Depending on what sect he or she follows; an adherent of Reformed Mundhum can be polytheistic, pantheistic, panentheistic, pandeistic, henotheistic, monotheistic, monistic, agnostic, atheistic or humanist with most of them also adhering to vegetarianism, nonviolence, belief in rebirth (as spirit animals) and infinite number of universes. While not as common as in the past, many Khas-Kirati men still tend to follow the sect of his wife or have her faith as his secondary religion (if she followed a so-called "foreign religion"). This ancient practice was prevalent among the hangs who would conquer foreign territories, marry a local woman (often a former princess) for legitimacy and convert to her religion. As per the peace agreed in the aftermath of the Heavenly War, Reformed Mundhum highly discourages proselytism and encourages adoption of secondary religions. Thus, as a consequence, almost all of its adherents tend to be Khas-Kiratis (in particular citizens of Athara Magarat).

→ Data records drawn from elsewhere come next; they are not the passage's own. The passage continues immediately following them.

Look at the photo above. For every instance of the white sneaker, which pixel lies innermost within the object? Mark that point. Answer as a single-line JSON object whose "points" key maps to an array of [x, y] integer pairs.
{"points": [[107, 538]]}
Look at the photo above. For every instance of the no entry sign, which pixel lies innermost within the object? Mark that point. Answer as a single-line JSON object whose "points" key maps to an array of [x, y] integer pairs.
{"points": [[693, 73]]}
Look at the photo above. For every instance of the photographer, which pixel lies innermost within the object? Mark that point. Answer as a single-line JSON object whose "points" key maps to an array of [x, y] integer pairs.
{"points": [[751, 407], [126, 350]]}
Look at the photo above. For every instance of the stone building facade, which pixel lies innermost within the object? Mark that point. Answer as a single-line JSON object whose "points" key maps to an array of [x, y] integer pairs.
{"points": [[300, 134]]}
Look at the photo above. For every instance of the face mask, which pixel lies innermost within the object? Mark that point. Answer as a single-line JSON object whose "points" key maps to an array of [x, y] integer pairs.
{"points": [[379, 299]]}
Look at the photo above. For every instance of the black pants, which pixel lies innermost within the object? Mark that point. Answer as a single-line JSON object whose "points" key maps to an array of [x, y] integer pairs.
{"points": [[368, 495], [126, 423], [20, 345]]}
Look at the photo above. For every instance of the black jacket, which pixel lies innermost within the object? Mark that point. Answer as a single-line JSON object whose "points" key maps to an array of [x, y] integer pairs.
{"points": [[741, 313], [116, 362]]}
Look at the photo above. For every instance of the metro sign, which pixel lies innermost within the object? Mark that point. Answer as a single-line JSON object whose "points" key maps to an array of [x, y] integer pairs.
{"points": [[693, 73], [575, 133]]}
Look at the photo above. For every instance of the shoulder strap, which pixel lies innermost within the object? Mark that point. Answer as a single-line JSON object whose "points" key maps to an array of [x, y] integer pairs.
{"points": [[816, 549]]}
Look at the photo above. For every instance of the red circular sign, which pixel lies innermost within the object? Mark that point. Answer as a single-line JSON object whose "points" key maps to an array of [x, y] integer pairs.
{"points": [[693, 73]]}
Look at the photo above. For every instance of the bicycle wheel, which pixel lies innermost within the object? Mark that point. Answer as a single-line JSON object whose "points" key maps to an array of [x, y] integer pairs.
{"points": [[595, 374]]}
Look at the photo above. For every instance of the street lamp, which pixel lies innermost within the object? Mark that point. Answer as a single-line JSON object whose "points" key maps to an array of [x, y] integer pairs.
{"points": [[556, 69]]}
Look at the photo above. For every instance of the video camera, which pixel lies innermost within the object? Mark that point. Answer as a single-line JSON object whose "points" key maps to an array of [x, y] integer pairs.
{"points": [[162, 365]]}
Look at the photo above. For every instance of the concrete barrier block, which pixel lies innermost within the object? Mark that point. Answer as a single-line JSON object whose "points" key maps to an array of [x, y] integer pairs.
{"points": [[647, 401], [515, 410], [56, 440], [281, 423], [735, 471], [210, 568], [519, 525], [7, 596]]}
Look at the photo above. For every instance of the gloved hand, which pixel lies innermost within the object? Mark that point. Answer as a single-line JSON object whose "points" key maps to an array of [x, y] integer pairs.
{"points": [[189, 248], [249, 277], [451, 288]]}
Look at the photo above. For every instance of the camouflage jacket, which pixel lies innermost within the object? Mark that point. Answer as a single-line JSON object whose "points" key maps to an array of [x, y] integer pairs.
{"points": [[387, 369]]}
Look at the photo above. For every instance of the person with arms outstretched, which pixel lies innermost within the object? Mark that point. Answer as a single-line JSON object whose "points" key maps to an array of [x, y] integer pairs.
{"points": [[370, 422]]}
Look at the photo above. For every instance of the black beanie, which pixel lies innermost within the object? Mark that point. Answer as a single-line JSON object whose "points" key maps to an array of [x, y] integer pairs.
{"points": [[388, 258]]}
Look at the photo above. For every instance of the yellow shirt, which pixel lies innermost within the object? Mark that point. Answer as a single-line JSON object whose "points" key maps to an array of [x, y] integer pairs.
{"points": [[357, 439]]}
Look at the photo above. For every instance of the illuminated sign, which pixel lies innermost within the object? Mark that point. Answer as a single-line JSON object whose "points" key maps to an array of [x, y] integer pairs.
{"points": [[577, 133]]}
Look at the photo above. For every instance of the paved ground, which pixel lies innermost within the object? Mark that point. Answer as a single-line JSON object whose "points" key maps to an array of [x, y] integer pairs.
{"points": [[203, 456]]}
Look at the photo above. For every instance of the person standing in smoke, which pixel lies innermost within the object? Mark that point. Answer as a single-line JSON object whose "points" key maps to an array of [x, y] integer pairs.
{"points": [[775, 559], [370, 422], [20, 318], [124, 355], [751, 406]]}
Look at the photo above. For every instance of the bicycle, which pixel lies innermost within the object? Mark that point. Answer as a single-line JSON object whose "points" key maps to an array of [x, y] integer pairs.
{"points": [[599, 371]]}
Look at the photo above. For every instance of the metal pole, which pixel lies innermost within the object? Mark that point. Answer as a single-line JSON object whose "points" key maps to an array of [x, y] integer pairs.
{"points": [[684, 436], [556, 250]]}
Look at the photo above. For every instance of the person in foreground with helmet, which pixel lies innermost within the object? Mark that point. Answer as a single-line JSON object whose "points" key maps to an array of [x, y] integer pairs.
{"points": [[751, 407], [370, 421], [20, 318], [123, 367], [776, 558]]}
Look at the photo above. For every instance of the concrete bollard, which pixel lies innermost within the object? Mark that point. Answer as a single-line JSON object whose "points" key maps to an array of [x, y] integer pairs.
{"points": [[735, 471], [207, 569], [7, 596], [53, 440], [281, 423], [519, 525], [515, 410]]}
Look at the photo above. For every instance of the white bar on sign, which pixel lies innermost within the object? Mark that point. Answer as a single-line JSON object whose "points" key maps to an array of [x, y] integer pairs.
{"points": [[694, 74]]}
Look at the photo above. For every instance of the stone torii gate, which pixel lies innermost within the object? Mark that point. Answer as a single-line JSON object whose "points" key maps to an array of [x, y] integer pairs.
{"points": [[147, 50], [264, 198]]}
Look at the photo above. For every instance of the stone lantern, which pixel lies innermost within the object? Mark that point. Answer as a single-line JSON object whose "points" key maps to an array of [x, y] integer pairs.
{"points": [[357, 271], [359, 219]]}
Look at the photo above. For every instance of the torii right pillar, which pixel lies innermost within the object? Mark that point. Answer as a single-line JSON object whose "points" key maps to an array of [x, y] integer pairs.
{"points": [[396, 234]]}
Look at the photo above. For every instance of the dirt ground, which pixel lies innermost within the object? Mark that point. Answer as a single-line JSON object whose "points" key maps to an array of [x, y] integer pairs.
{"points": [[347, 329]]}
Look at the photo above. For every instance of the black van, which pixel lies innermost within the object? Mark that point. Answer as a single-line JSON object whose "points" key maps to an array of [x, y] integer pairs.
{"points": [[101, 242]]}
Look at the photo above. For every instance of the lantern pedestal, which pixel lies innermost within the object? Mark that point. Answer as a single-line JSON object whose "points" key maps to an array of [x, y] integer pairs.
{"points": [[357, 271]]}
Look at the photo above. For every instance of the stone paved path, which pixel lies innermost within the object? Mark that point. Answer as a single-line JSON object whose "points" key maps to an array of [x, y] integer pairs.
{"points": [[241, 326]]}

This has led to accusations that Reformed Mundhum is an isolationist and exclusive ethnic religion.
Since most adherents of Reformed Mundhum lead religiously syncretic lifestyles and many sects have close ties with so-called "foreign religions", it is not uncommon to find Protacist priests performing birth, death or marriage ceremonies. Surveys conducted also found that most adherents of Reformed Mundhum in Athara Magarat felt close connections with Roendavar; with the two nations often being termed "the last pagan strongholds in the Isles".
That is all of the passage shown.